Captain poised to move to middle order against England but his numbers make him top pick to open.

Brendon McCullum is tipped to move to No 5 in the batting order in the test series starting on March 6. Photo / AP
Brendon McCullum is tipped to move to No 5 in the batting order in the test series starting on March 6. Photo / AP

New Zealand captain Brendon McCullum is poised for a shift to the middle order for the England test series.

When the two-test beating in South Africa ended, national coach and selector Mike Hesson made it clear he had reservations on whether opening was the best role for McCullum in the test setup.

Every position would be under discussion before the first test of the ANZ international series in Dunedin, starting on March 6.

But there is a dilemma for Hesson and national selection manager Kim Littlejohn; McCullum's average as an opener is 35.77, slightly above his overall average in 72 tests. Those numbers make him the leading candidate to go in first.

In South Africa early last month, McCullum's role was to blunt the hosts' potent new ball attack. He battled hard, made a half century in the first test at Cape Town, but it was clear that playing an anchor role was not the best use of his batting talents.

Now it seems a move to No 5 is in the pipeline for the skipper.

"There's every chance McCullum may bat at No 5," Littlejohn said.

"Mike has some pretty strong views about where he believes Brendon is best suited. We've had some preliminary discussions, nothing is locked and loaded but it's definitely under consideration."
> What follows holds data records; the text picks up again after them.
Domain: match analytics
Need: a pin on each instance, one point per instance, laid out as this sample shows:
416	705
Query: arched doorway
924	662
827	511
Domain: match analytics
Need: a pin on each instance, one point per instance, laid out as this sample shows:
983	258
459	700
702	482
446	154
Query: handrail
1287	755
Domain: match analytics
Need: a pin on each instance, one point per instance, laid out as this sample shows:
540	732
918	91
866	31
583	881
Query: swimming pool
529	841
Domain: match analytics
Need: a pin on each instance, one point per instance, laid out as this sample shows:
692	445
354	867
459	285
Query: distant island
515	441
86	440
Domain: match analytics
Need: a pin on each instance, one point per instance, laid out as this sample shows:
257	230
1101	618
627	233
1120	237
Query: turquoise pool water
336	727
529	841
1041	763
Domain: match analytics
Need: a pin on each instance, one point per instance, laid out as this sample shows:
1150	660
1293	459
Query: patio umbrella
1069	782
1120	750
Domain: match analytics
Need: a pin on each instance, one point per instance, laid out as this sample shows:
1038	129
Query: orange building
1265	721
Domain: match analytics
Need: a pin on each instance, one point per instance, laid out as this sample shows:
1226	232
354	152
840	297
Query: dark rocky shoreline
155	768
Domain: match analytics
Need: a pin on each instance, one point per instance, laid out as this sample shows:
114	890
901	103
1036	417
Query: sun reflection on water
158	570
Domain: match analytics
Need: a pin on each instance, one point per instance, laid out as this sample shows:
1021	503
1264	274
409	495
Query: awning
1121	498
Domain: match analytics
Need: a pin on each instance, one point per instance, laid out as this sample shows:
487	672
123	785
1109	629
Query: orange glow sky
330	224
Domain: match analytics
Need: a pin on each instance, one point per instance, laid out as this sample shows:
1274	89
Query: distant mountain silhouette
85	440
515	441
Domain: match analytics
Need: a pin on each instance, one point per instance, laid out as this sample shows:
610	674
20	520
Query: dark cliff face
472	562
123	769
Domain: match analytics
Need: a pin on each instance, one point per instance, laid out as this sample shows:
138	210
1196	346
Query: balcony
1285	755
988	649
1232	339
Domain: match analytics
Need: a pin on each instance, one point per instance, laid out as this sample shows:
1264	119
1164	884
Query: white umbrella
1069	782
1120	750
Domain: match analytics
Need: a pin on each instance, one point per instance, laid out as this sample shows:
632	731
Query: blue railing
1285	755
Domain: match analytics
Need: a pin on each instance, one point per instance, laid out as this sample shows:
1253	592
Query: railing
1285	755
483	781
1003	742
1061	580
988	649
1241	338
In 10 innings in that position, McCullum averages 26. He hasn't batted there since Brisbane in November, 2008.

A middle-order of Kane Williamson, the returning Ross Taylor, McCullum, Dean Brownlie and wicketkeeper BJ Watling at No 7 looks as good as it could get, in the continued self-imposed absence of Jesse Ryder.

Williamson, for all his troubles in South Africa, scored a century three tests ago in Sri Lanka; Brownlie made his maiden test ton at Cape Town; Watling was the pick of the batsmen in South Africa and world No 8-ranked Taylor's average of 43.57 is comfortably the best among the country's batting contenders.

McCullum moving would create another dilemma: what to do at the top of the order. Moving McCullum's finger into one hole of a leaky wall leaves another one unprotected.

Martin Guptill is having major red ball troubles, but has some credit remaining; Peter Fulton was lined up for the role in South Africa before getting injured, and his past three innings for Canterbury since returning are 59, 94 and 52.

The 34-year-old's last tests were just over three years ago against Pakistan, batting in the middle order, where he was found out by the top-class, but now disgraced, Mohammad Asif, Umar Gul and Mohammad Amir.

But his 709 Plunket Shield runs at 64 this season have him second on aggregates behind only Central Districts' Carl Cachopa.

Hesson was adamant in South Africa that Watling would not go back to the top of the order.

Littlejohn confirmed Wellington's Luke Ronchi is under consideration - which would suggest revisiting the gritty, technically sound Watling's role - although Ronchi's international experience for Australia was in the one-day formats.

"We do have problems at No 1 and 2 and we've got to tidy those up," Littlejohn said. "The underlying thing is to get stability."

The test squad is due to be named on February 20.